Pular para o conteúdo

Fiação subterrânea, Poder Público e cidadania. (Heitor Scalambrini Costa)

 

Fiação subterrânea, Poder Público e cidadania.

 

Heitor Scalambrini Costa

Professor da Universidade Federal de Pernambuco

 

 

Mais um ano se vai. De triste lembrança para os pernambucanos, marcados pelos pesadelos causados pela Companhia Energética de Pernambuco (Celpe). Um alento à população foi o Projeto de Lei nº 99/2013, aprovado pela Câmara de Vereadores em 11/12/2013, dispondo sobre a substituição e instalação subterrânea de toda fiação aérea na cidade do Recife. Hoje, quem provoca o caos da fiação aérea, vista por toda cidade do Recife e em outras metrópoles, são os fios e cabos que distribuem a energia, as linhas telefônicas, os canais de televisão a cabo, a internet e o que mais houver.

 

A iniciativa é uma medida de interesse público almejada por toda sociedade. Do ponto de vista da segurança, sem dúvida a fiação elétrica embutida contribuirá drasticamente na redução, ou mesmo na supressão, de tragédias fatais. Segundo a Agencia de Regulação de Pernambuco (Arpe), dez (10) pessoas perderam a vida por choque elétrico causados pela rede de fiação até setembro de 2013 e outras 31 (trinta e uma) em 2012.

 

O emaranhado de fios nos postes é de responsabilidade de quem é proprietária e aluga o espaço: a Celpe. A companhia alega que 95% do dinheiro arrecadado no aluguel serve para reduzir a tarifa dos clientes/usuários (?) e os restantes 5% seriam usados na manutenção e serviços da empresa. Pura falácia: as tarifas são exorbitantes e a manutenção é péssima, vistas as constantes interrupções, justificadas sempre pela Celpe como decorrentes de “galhos de arvores que rompem a fiação”. Como se vivêssemos em plena floresta amazônica…

 

O real problema que dificulta a decisão de embutir toda a fiação é que, após o a sanção da lei pelo Chefe do Executivo Municipal, o que implicará vetos a algumas disposições ali mal elaboradas, deverá ainda ser regulamentada.
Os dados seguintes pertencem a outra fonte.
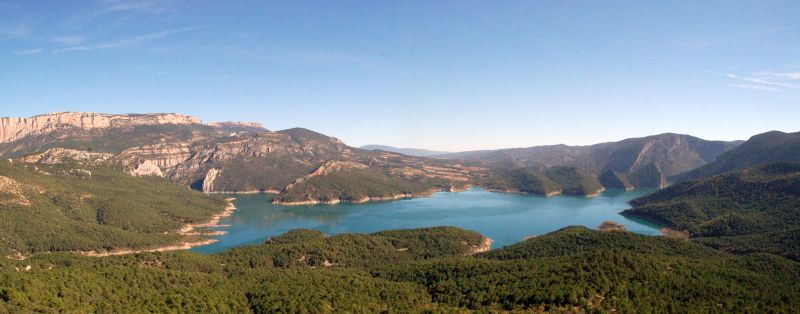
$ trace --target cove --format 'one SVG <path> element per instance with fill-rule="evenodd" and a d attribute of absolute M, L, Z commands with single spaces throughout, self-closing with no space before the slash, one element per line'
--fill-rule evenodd
<path fill-rule="evenodd" d="M 492 248 L 522 241 L 566 226 L 596 228 L 606 220 L 625 225 L 629 231 L 660 234 L 657 226 L 619 215 L 628 202 L 650 189 L 609 190 L 596 197 L 542 197 L 468 191 L 435 193 L 430 197 L 365 204 L 280 206 L 270 204 L 272 195 L 234 195 L 238 210 L 221 221 L 214 230 L 225 234 L 219 241 L 192 249 L 216 253 L 229 248 L 253 245 L 286 231 L 307 228 L 333 235 L 372 233 L 390 229 L 455 226 L 474 230 L 494 240 Z"/>

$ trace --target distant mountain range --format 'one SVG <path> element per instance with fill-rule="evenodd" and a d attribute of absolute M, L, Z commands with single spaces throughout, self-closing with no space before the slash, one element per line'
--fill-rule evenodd
<path fill-rule="evenodd" d="M 204 192 L 280 193 L 276 201 L 285 204 L 409 197 L 460 189 L 470 180 L 449 161 L 362 150 L 302 128 L 273 132 L 176 114 L 65 112 L 0 120 L 4 158 L 58 162 L 87 156 L 80 152 L 111 154 L 106 159 L 132 175 Z"/>
<path fill-rule="evenodd" d="M 398 153 L 408 156 L 417 156 L 417 157 L 431 157 L 436 155 L 444 155 L 449 154 L 449 152 L 442 152 L 442 151 L 435 151 L 435 150 L 427 150 L 427 149 L 418 149 L 418 148 L 398 148 L 393 146 L 386 146 L 386 145 L 365 145 L 361 146 L 361 149 L 365 150 L 382 150 L 385 152 L 392 152 Z"/>
<path fill-rule="evenodd" d="M 770 162 L 800 162 L 800 132 L 772 131 L 755 135 L 714 162 L 681 174 L 676 179 L 706 178 Z"/>
<path fill-rule="evenodd" d="M 47 162 L 80 152 L 111 154 L 108 159 L 132 175 L 161 176 L 205 192 L 271 192 L 280 194 L 276 202 L 308 204 L 469 185 L 542 195 L 657 188 L 736 165 L 796 160 L 797 150 L 786 147 L 797 146 L 797 137 L 770 132 L 734 149 L 741 142 L 666 133 L 589 146 L 445 153 L 355 148 L 302 128 L 270 131 L 257 123 L 204 123 L 179 114 L 67 112 L 1 118 L 0 157 Z"/>
<path fill-rule="evenodd" d="M 767 163 L 686 181 L 631 202 L 623 215 L 685 231 L 725 252 L 800 260 L 800 164 Z"/>
<path fill-rule="evenodd" d="M 589 146 L 550 145 L 439 156 L 502 173 L 577 167 L 608 188 L 663 187 L 673 176 L 714 161 L 740 142 L 660 134 Z M 498 171 L 493 173 L 497 174 Z M 497 180 L 495 180 L 497 181 Z M 514 186 L 507 189 L 514 190 Z"/>

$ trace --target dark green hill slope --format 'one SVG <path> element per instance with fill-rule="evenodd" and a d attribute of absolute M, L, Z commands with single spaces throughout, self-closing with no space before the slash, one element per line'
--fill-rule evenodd
<path fill-rule="evenodd" d="M 183 240 L 186 223 L 208 220 L 224 200 L 161 178 L 79 163 L 0 162 L 0 252 L 146 248 Z"/>
<path fill-rule="evenodd" d="M 2 260 L 0 312 L 764 313 L 800 306 L 800 264 L 779 256 L 583 227 L 464 256 L 480 241 L 456 228 L 332 237 L 295 230 L 216 255 Z"/>
<path fill-rule="evenodd" d="M 536 195 L 594 195 L 603 190 L 597 177 L 576 167 L 494 169 L 478 184 L 490 190 Z"/>
<path fill-rule="evenodd" d="M 800 132 L 755 135 L 716 161 L 678 175 L 675 180 L 700 179 L 769 162 L 800 162 Z"/>
<path fill-rule="evenodd" d="M 303 128 L 272 132 L 254 123 L 203 123 L 173 114 L 55 113 L 0 120 L 4 158 L 57 163 L 65 149 L 111 154 L 105 159 L 132 175 L 161 176 L 204 192 L 284 191 L 279 199 L 293 202 L 390 198 L 463 187 L 470 178 L 452 161 L 362 150 Z M 353 172 L 359 180 L 332 175 L 293 184 L 329 162 L 372 171 Z M 356 181 L 380 184 L 370 189 Z M 298 191 L 290 191 L 294 187 Z"/>
<path fill-rule="evenodd" d="M 687 181 L 633 200 L 622 212 L 736 253 L 800 259 L 800 164 L 773 163 Z"/>
<path fill-rule="evenodd" d="M 668 178 L 712 162 L 737 144 L 666 133 L 589 146 L 550 145 L 441 157 L 487 167 L 497 176 L 511 175 L 509 169 L 576 167 L 599 177 L 608 188 L 662 187 Z"/>

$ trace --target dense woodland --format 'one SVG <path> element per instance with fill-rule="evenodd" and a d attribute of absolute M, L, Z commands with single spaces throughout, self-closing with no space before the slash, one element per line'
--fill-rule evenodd
<path fill-rule="evenodd" d="M 111 166 L 0 161 L 0 253 L 105 251 L 188 240 L 176 231 L 225 208 L 155 177 Z"/>
<path fill-rule="evenodd" d="M 481 238 L 456 228 L 332 237 L 295 230 L 215 255 L 3 260 L 0 312 L 763 313 L 800 307 L 800 264 L 775 255 L 737 256 L 692 241 L 569 227 L 465 256 Z"/>
<path fill-rule="evenodd" d="M 735 253 L 800 259 L 800 164 L 770 163 L 676 184 L 633 200 L 622 214 Z"/>
<path fill-rule="evenodd" d="M 498 168 L 477 183 L 490 190 L 535 195 L 591 195 L 603 189 L 596 176 L 577 167 Z"/>

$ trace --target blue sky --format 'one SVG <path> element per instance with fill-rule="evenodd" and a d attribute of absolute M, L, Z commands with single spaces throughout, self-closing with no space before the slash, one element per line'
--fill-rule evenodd
<path fill-rule="evenodd" d="M 178 112 L 351 145 L 800 131 L 798 1 L 1 1 L 0 116 Z"/>

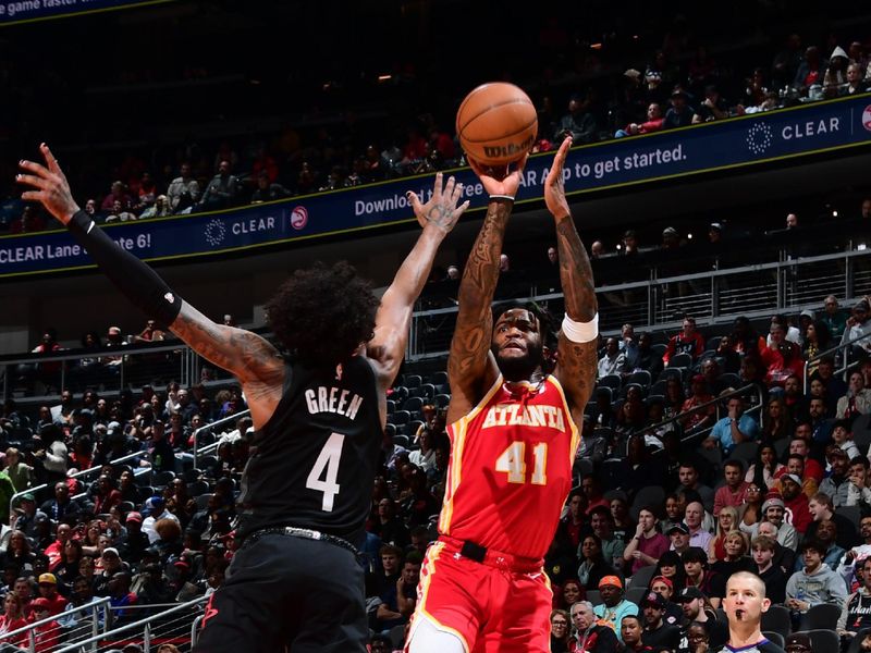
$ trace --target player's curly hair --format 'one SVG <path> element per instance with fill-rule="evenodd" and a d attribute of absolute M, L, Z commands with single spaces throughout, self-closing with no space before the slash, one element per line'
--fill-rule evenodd
<path fill-rule="evenodd" d="M 310 367 L 346 361 L 375 335 L 380 301 L 353 266 L 321 262 L 296 270 L 266 305 L 275 337 Z"/>

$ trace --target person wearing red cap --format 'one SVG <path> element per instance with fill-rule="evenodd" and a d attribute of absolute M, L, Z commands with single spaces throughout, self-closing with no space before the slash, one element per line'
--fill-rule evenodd
<path fill-rule="evenodd" d="M 599 581 L 599 595 L 601 605 L 593 607 L 593 614 L 599 617 L 599 623 L 610 627 L 623 641 L 619 625 L 626 615 L 637 615 L 638 606 L 631 601 L 626 601 L 623 595 L 623 581 L 616 576 L 605 576 Z"/>
<path fill-rule="evenodd" d="M 58 593 L 58 579 L 53 574 L 39 576 L 39 599 L 47 602 L 50 615 L 62 613 L 69 603 L 66 599 Z"/>
<path fill-rule="evenodd" d="M 34 599 L 30 605 L 34 608 L 34 621 L 41 621 L 54 614 L 51 612 L 51 601 L 48 599 L 41 596 Z M 54 651 L 61 643 L 61 634 L 63 634 L 61 626 L 53 619 L 34 627 L 34 653 Z"/>

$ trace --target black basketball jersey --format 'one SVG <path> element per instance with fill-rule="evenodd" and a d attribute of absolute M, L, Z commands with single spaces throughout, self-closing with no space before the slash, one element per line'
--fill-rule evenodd
<path fill-rule="evenodd" d="M 283 396 L 242 475 L 236 533 L 293 526 L 361 545 L 381 433 L 366 358 L 330 369 L 287 364 Z"/>

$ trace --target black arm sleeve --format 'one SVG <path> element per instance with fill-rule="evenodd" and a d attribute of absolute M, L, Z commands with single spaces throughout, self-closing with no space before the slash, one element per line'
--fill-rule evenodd
<path fill-rule="evenodd" d="M 84 211 L 73 215 L 68 226 L 127 299 L 160 324 L 169 326 L 175 321 L 182 298 L 151 268 L 113 242 Z"/>

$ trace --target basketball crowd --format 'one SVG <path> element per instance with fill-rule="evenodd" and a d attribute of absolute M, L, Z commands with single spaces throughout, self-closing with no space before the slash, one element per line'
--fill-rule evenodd
<path fill-rule="evenodd" d="M 566 38 L 559 24 L 540 27 L 542 42 Z M 749 51 L 751 56 L 733 49 L 721 60 L 698 36 L 675 29 L 661 47 L 645 52 L 617 44 L 590 47 L 575 66 L 578 70 L 565 72 L 563 79 L 547 74 L 542 79 L 541 73 L 516 79 L 538 107 L 535 151 L 551 149 L 565 134 L 572 134 L 575 144 L 648 134 L 861 94 L 871 82 L 863 35 L 832 34 L 805 42 L 800 34 L 790 34 L 782 42 L 757 45 Z M 556 54 L 542 50 L 541 65 L 553 75 L 555 71 L 547 67 L 548 56 Z M 14 61 L 7 65 L 14 69 Z M 406 95 L 419 85 L 414 74 L 395 79 L 403 79 Z M 21 71 L 0 76 L 0 89 L 2 84 L 16 88 L 16 83 L 26 85 Z M 451 87 L 457 98 L 468 90 Z M 352 107 L 353 102 L 354 98 Z M 455 106 L 451 107 L 453 111 Z M 463 152 L 447 126 L 450 111 L 414 108 L 413 118 L 391 114 L 387 121 L 372 122 L 359 120 L 351 110 L 335 124 L 244 139 L 162 144 L 120 153 L 106 162 L 106 169 L 93 170 L 93 162 L 83 160 L 70 170 L 86 171 L 74 187 L 88 194 L 81 200 L 85 210 L 107 223 L 223 209 L 462 165 Z M 404 127 L 397 130 L 397 124 Z M 95 186 L 98 180 L 102 181 Z M 12 199 L 14 188 L 7 193 L 10 201 L 4 204 L 0 230 L 27 233 L 50 224 L 34 207 Z"/>
<path fill-rule="evenodd" d="M 835 359 L 817 358 L 824 342 L 871 334 L 869 317 L 867 299 L 844 310 L 826 297 L 819 311 L 738 318 L 708 337 L 688 317 L 661 345 L 629 324 L 602 343 L 576 489 L 545 558 L 553 651 L 716 649 L 726 632 L 716 608 L 738 569 L 765 580 L 784 616 L 771 629 L 784 637 L 871 627 L 871 360 L 845 382 Z M 852 346 L 852 360 L 866 360 L 869 340 Z M 390 395 L 361 547 L 373 651 L 400 648 L 437 534 L 449 398 L 443 372 L 405 374 Z M 236 387 L 211 396 L 176 383 L 118 398 L 64 391 L 36 416 L 7 402 L 0 637 L 53 616 L 37 638 L 49 651 L 88 621 L 76 607 L 94 596 L 108 596 L 123 621 L 134 615 L 127 605 L 219 587 L 250 420 L 231 420 L 217 455 L 196 466 L 192 435 L 244 409 Z M 85 469 L 94 476 L 83 482 L 74 475 Z"/>

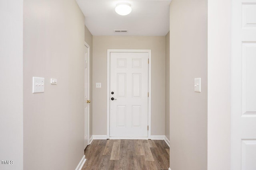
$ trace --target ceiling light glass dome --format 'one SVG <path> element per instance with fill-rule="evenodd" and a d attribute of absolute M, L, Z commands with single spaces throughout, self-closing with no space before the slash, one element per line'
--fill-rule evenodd
<path fill-rule="evenodd" d="M 118 3 L 116 4 L 116 12 L 121 16 L 126 16 L 132 12 L 131 5 L 126 2 Z"/>

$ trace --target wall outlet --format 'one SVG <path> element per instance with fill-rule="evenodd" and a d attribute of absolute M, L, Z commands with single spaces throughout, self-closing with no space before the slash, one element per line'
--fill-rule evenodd
<path fill-rule="evenodd" d="M 201 92 L 201 78 L 195 78 L 194 82 L 195 92 Z"/>

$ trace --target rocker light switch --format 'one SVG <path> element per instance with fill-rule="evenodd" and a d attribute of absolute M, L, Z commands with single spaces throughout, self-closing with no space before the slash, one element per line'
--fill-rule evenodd
<path fill-rule="evenodd" d="M 96 88 L 101 88 L 101 83 L 96 83 Z"/>
<path fill-rule="evenodd" d="M 195 92 L 201 92 L 201 78 L 195 78 L 194 88 Z"/>
<path fill-rule="evenodd" d="M 32 92 L 42 93 L 44 92 L 44 78 L 33 77 L 33 90 Z"/>

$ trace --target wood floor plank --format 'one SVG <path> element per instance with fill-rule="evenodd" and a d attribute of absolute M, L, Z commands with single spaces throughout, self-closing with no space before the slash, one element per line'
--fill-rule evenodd
<path fill-rule="evenodd" d="M 102 155 L 99 165 L 99 169 L 108 170 L 110 165 L 110 155 Z"/>
<path fill-rule="evenodd" d="M 147 140 L 148 143 L 149 145 L 149 147 L 150 148 L 156 148 L 156 144 L 154 142 L 154 141 L 152 140 Z"/>
<path fill-rule="evenodd" d="M 149 141 L 94 140 L 85 150 L 82 169 L 167 170 L 170 149 L 163 140 Z"/>
<path fill-rule="evenodd" d="M 163 156 L 162 154 L 162 150 L 158 147 L 150 148 L 150 150 L 151 150 L 151 152 L 154 156 L 158 169 L 168 169 L 169 167 L 167 166 L 168 166 L 168 165 L 169 163 L 168 162 L 168 159 L 167 158 L 163 159 Z M 166 154 L 168 155 L 167 153 Z"/>
<path fill-rule="evenodd" d="M 145 151 L 142 147 L 142 144 L 141 140 L 134 140 L 135 147 L 135 153 L 136 155 L 144 155 Z"/>
<path fill-rule="evenodd" d="M 103 153 L 104 155 L 110 155 L 111 154 L 111 152 L 112 151 L 114 141 L 112 140 L 108 140 L 107 141 L 105 147 L 104 153 Z"/>
<path fill-rule="evenodd" d="M 145 156 L 144 155 L 136 155 L 137 163 L 136 167 L 138 169 L 146 170 L 146 161 L 145 160 Z"/>
<path fill-rule="evenodd" d="M 144 143 L 143 145 L 145 155 L 145 159 L 147 161 L 154 161 L 154 157 L 149 147 L 148 143 Z"/>
<path fill-rule="evenodd" d="M 113 144 L 110 160 L 118 160 L 120 151 L 120 142 L 114 142 Z"/>
<path fill-rule="evenodd" d="M 170 156 L 170 149 L 165 149 L 168 154 Z"/>

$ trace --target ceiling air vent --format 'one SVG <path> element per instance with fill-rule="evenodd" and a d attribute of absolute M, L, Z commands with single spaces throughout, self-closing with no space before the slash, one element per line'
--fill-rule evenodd
<path fill-rule="evenodd" d="M 128 30 L 127 29 L 114 29 L 114 31 L 116 33 L 126 33 Z"/>

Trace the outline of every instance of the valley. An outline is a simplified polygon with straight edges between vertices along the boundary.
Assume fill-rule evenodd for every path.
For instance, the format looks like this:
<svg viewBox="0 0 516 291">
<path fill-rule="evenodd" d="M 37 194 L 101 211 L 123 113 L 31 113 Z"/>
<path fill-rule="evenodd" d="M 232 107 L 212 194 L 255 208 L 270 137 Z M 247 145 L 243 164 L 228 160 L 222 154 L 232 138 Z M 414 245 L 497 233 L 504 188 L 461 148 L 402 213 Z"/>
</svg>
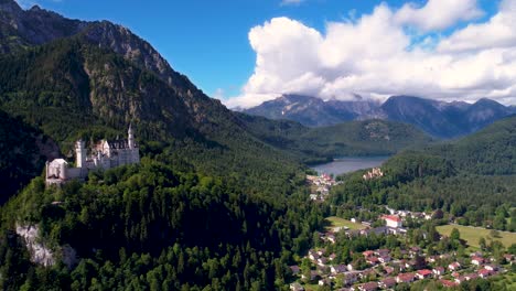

Sem esta, a lei será letra morta. Mais uma que não vai “pegar”.  E ai, se o Poder Público não agir, os interesses econômicos falarão mais alto que a vida e o bem-estar das pessoas. Pois a companhia postula que quem pague a conta de enterrar toda (sua) fiação seja o consumidor/usuário. Direta ou indiretamente, através de recursos que o Poder Público arrecada de todos nós via impostos e tarifas.

 

Cálculo realizado em algumas cidades brasileiras estima que o quilômetro da fiação subterrânea chega a ser até quatro vezes mais caro do que a aérea (de 3 a 5 milhões/km). Mas isso depende de cada caso, que tem que ser estudado. O óbvio é que este custo deve ser dividido entre as concessionárias de energia, telefonia, internet e outros que a gente nem sabe. E, porque não, a maior parte da contribuição ser da Celpe, que ganha rios de dinheiro conforme demonstram seus balanços contábeis, cobrando as tarifas mais caras do planeta Terra.

 

Bem, a questão fundamental está ai. A Celpe deseja que os custos de instalação (enterramento de fios) de equipamentos que pertencerão à própria companhia sejam bancados/repassados aos consumidores, o que poderá representar no quádruplo do valor da tarifa que se paga hoje. Aqui em Pernambuco, sabemos muito bem o quanto o poder publico contemporiza com as infrações constantes da Celpe, violando até mesmo o contrato de concessão. Portanto, será ingenuidade esperar que os gestores estadual e municipal se confrontem com a companhia, que, diga-se de passagem, esta no topo de arrecadação do ICMS. Ou seja, é a empresa que mais recolhe imposto. E, por outro lado, oferece um serviço cada vez pior aos seus clientes (nós).

 

Portanto, sabemos que não podemos contar com o Poder Publico, que empurra com a barriga esse problema. Na verdade, ilude a população com a criação de comissões que não chegam a nada, com a aplicação de multas que quase nunca são pagas, etc. Mas na realidade “enrola” o cidadão e posterga medidas mitigadoras e urgentes a serem tomadas.

 

O PLO nº 99/2013 votado e aprovado pela Câmara de Vereadores do Recife está longe de virar realidade. Daí que não há solução que dispense a mobilização da sociedade, a pressão popular.

 

Unamo-nos, então. Em 2014, vem pra rua você também, e assim teremos a chance de um dia ver efetivado o enterramento dos fios e o fim das mortes anunciadas de tantos recifenses/pernambucanos por descarga elétrica causadas por fiações impróprias. Para o bem estar do cidadão.